Threads look good, blank is sharp, can't wait to see it finished.  Jim  S


----------



## go_fish (Mar 16, 2013)

Thanks guys!






You can clearly see the marks that i need to sand off and re-polish..










Heres the section that i tried to make. It heated up and warped. Is there away i can stop it from heating up and warping like that? Or do i just need to go extra slow?


----------



## RMayoIII (Mar 16, 2013)

Try using a spray bottle with water. Or you could just take a couple passes and wait for it to cool then take a couple more. Theres lots of different ways to keep it cool. I use carbide tools, light cuts and a water bottle myself, and a towel on the lathe bed to keep it from rusting!


----------



## RMayoIII (Mar 16, 2013)

Very impressive BTW!


----------



## darrin1200 (Mar 17, 2013)

That is a fantastic first. 

I am getting ready to try one myself. I just received my 9 x .75 for doing the section to body. Like you, I don't have the dollars buy triple starts. Which single tap did you use. I have a tap&die kit, but there is nothing in it fine enough and there is nowhere near me to buy individual taps. This means I will order online, but I am not sure which to get that will work with this section size. 

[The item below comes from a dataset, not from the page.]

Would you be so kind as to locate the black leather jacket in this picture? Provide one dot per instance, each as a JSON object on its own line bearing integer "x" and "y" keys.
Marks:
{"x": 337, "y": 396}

I look forward to seeing you pen assembled and complete.


----------



## duncsuss (Mar 17, 2013)

Great job!

I find it really important to sand up and down the length of the barrel with each grit before progressing to the next finer grit -- making sure that every one of those circular scratch lines is gone.


----------



## SDB777 (Mar 17, 2013)

What are the tap/die combo's your using for this one?  And is that a #6 nib?

Warping....light passes spray bottle with straight water(towel is a must), and take some breaks while turning.  WD-40 you lathe to keep any water that gets though the towel from rusting anything!





Scott (coffee no good now, must have beer) B


----------



## go_fish (Mar 17, 2013)

SDB777 said:


> What are the tap/die combo's your using for this one? And is that a #6 nib?


 
I think its a #6 nib, not 100% sure. Ill have to find out.

As for the threads, Cap is 1/2" UNC 20 and threads for the grip section are 3/8" UNC 24 from memory. It takes about 2.5 -3 turns to screw the cap on. Im happy with that.

Id really love a 14mm x.8 x 3 but i cant afford those at the moment.

Benny


----------



## Curly (Mar 17, 2013)

Benny you have your thread designations mixed up. The 1/2-20 is a United National Fine thread. If it were coarse it would have 13 threads per inch. The 3/8-24 is also a UNF thread. The coarse for 3/8 is 16 tpi. It doesn't change anything but will confuse someone looking for the taps and dies if they are not familiar with the terminology. 

Your pen is going to be a beaut when done.


----------



## go_fish (Mar 18, 2013)

Curly said:


> Benny you have your thread designations mixed up. The 1/2-20 is a United National Fine thread. If it were coarse it would have 13 threads per inch. The 3/8-24 is also a UNF thread. The coarse for 3/8 is 16 tpi. It doesn't change anything but will confuse someone looking for the taps and dies if they are not familiar with the terminology.
> 
> Your pen is going to be a beaut when done.


 
Sorry! Im working off memory. I will double check when i get home after work. I would hate to lead someone astray!


----------